Harvest for the World (Part 1)
When will there be a harvest for the world? (Part 1)
The Retune Blog - 29th September 2023
This Sunday people across the country will be celebrating the Harvest Festival. Globally the timing of this celebration varies in accordance with when the main harvest is gathered, but it usually involves gratefulness for the harvest and often some form of shared feast.
I’m sure most of us will remember the Harvest festival celebrations from our days in primary school. That time when as Brits we would give food for other people who might be less fortunate than ourselves. (Let’s face it, that often meant getting some tins out of the cupboard that we weren’t going to use and giving them in!).
This week’s song choice challenges us to reconsider the Harvest Festival, beyond reminiscing, as an important time to take stock. Let’s take a look at The Isley Brothers’ Harvest for the World.

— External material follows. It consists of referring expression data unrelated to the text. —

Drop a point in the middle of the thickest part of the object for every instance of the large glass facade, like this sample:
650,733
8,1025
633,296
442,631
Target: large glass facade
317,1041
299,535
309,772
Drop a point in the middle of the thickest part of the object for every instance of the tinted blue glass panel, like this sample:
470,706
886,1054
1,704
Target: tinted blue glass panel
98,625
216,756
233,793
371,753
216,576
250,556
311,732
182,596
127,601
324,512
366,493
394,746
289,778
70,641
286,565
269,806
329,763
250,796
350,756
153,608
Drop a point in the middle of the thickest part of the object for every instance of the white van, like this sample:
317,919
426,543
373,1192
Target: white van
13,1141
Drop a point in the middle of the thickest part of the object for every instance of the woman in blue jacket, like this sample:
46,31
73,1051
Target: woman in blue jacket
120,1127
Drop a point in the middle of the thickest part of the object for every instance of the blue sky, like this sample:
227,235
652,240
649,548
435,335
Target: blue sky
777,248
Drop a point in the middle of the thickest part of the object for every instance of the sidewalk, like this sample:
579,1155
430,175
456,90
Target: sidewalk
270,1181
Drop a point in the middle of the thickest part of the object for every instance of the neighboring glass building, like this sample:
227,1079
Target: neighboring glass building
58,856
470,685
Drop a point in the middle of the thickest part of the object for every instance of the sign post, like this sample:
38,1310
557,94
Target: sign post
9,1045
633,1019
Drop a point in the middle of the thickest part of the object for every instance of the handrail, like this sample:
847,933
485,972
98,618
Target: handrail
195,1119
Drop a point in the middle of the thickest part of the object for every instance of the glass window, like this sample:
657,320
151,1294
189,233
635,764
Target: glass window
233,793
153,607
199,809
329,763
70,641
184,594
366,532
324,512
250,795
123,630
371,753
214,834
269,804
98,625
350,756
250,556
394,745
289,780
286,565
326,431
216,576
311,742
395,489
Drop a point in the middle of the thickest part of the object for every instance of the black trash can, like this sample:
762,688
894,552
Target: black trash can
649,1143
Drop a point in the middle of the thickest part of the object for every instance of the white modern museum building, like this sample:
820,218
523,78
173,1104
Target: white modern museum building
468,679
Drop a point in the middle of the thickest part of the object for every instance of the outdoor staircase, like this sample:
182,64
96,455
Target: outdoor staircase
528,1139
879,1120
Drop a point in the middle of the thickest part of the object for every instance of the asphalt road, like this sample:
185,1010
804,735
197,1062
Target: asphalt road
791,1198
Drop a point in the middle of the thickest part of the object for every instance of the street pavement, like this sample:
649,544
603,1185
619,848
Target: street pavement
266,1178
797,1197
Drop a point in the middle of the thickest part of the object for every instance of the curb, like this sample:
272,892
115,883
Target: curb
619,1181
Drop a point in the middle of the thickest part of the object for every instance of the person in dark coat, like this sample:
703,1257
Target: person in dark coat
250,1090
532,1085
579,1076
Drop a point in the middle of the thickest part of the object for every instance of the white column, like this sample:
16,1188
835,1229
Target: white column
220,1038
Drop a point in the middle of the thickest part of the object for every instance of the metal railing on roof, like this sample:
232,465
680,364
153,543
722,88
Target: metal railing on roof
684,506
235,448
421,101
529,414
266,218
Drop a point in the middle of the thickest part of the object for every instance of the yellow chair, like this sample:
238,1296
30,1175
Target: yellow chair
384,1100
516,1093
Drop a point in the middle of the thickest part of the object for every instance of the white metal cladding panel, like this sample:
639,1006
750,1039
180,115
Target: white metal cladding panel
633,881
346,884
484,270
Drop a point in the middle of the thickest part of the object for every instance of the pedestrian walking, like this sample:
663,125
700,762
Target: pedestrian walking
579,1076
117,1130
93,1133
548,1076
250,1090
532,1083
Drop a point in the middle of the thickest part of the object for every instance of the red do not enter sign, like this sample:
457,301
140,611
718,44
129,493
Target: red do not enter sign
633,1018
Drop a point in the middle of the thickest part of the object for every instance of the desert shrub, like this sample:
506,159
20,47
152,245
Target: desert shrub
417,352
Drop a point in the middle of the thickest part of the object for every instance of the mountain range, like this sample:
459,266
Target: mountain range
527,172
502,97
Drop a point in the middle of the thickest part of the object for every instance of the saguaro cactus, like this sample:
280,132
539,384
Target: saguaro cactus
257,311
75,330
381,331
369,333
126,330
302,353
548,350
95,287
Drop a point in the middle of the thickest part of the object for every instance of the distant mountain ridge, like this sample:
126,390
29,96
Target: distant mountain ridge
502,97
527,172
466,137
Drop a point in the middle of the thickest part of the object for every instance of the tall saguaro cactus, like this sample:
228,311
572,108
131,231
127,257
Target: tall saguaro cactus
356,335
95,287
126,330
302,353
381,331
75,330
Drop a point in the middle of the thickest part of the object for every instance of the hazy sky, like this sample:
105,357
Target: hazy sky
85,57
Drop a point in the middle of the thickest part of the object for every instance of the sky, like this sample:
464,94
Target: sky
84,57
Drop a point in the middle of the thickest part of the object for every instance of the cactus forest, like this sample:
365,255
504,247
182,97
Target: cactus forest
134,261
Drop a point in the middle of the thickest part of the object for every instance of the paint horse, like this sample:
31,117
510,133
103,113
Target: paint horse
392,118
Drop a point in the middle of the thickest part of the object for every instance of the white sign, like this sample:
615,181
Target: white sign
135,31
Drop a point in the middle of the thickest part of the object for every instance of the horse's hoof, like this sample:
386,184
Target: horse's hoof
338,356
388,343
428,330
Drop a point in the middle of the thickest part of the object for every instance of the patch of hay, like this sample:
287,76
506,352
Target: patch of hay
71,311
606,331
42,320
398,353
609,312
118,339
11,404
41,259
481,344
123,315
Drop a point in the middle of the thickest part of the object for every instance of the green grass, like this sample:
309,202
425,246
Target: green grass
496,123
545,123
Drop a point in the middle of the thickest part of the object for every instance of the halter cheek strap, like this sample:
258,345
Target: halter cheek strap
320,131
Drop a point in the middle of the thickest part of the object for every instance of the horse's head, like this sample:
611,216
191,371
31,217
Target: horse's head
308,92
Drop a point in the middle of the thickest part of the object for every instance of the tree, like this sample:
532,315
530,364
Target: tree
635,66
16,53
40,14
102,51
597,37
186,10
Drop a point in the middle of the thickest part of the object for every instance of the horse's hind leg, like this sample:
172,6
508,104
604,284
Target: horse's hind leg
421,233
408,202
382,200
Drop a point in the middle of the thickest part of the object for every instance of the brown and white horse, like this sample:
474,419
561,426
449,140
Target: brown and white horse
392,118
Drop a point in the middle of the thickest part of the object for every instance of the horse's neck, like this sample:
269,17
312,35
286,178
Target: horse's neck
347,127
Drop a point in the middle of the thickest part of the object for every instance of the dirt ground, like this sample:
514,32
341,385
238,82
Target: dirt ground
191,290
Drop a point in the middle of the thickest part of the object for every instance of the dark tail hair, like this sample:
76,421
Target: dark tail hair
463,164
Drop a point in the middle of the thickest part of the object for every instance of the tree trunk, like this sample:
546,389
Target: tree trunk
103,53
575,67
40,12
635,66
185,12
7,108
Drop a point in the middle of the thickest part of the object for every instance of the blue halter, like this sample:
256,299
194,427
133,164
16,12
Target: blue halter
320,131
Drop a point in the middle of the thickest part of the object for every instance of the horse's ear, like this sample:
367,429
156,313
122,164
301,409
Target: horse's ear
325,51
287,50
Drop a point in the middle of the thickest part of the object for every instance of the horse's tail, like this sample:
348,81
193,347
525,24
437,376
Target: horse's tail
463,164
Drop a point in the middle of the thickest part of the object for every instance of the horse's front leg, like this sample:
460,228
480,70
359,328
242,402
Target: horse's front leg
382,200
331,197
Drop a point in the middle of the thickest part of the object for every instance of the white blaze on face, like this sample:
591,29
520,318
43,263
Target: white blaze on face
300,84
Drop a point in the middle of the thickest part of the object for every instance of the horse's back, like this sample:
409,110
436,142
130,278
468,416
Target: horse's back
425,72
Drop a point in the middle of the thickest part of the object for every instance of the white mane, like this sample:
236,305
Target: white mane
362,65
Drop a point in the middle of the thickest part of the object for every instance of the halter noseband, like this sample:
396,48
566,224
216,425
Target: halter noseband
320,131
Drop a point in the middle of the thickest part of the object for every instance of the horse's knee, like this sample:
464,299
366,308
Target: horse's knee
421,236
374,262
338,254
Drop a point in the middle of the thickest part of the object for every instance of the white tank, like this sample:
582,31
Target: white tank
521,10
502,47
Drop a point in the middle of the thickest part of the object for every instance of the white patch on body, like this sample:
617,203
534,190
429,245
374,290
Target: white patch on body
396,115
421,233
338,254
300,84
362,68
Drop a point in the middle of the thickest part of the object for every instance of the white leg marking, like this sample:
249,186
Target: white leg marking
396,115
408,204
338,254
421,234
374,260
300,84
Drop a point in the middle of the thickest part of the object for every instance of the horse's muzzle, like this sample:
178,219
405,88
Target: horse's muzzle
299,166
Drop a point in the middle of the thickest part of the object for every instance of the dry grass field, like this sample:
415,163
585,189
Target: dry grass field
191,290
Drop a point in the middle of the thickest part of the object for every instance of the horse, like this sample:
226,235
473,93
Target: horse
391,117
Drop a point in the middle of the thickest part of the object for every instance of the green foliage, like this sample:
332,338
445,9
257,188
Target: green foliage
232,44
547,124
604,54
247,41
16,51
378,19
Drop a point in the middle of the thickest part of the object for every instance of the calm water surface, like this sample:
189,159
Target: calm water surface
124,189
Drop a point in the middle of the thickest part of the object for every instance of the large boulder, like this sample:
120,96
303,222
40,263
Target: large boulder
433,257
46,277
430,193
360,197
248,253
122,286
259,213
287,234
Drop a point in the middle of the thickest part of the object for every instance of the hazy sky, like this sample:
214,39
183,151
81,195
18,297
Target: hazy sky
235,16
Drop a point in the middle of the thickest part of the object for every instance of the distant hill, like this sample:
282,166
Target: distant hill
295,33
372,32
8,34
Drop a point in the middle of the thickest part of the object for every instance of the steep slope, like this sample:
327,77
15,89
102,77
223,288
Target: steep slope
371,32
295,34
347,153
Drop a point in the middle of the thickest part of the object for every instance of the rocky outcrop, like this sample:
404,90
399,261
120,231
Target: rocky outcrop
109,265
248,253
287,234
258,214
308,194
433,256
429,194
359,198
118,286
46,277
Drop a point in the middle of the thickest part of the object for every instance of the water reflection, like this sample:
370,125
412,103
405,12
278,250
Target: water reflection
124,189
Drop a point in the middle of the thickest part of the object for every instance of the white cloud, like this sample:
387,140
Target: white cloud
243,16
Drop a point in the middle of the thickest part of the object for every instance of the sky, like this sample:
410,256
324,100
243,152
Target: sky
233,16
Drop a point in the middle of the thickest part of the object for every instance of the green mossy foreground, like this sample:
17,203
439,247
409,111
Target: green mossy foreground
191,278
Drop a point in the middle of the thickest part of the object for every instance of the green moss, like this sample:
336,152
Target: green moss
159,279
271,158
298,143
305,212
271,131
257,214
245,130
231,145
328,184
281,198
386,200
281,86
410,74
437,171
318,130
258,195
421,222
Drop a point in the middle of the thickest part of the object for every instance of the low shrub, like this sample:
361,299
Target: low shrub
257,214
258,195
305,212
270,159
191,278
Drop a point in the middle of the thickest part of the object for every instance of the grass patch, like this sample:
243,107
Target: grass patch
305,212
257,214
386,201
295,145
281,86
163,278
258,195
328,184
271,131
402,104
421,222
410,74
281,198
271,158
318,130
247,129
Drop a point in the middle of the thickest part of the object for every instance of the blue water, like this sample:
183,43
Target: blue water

Half of us are satisfied, half of us in need. Love's bountiful in us, tarnished by our greed.
There is something satisfying giving in love from our abundance, and generosity is certainly something we should celebrate, encourage and be thankful for. Yet, I’m always challenged that my giving is actually something I should also be thankful for as it's a marker that I have enough to be able to give.
Yet this second part is something I often don’t reflect enough on, my abundance. In a consumer driven world, to quote the sociologist Zygmunt Bauman, “we are all consumers now, consumers first and foremost.” And this primacy of consumerism leads to an unhealthy abundance. I only need to look around to see how much stuff I buy, and how much money I spend on myself on things I simply don’t need.
This isn’t to say that there is anything inherently wrong with buying or having things, but it is a challenge to how much value and meaning this really brings us. At the time of Harvest, when we are encouraged again to give, it is also a reminder that it is often in the act of giving and not gaining that we find real satisfaction. Giving is a great way to challenge the status quo of selfishness which can arise in us as consumers. The Isley Brothers’ use a more robust language around this point:
Nation after nation, turning into beast.
Ultimately, when we are only governed by our desire to consume, own and protect, it doesn’t do something nice to us. At the extreme it can even destroy us and our relationships. So, this harvest time, it seems like a good opportunity for us to reconsider our priorities and check our own consumption and valuing of goods. Part two of the reflection on this song to follow next week.
Book of the week:
The Gift of Giving by R T Kendall (1998)
In this short book Kendall provides a theology grounded in real life stories of giving as to the importance and benefit of giving not just to the recipient but also to the giver. He argues that we cannot outgive God as the one who gives to us, and that taking giving seriously would revitalise Christian life together.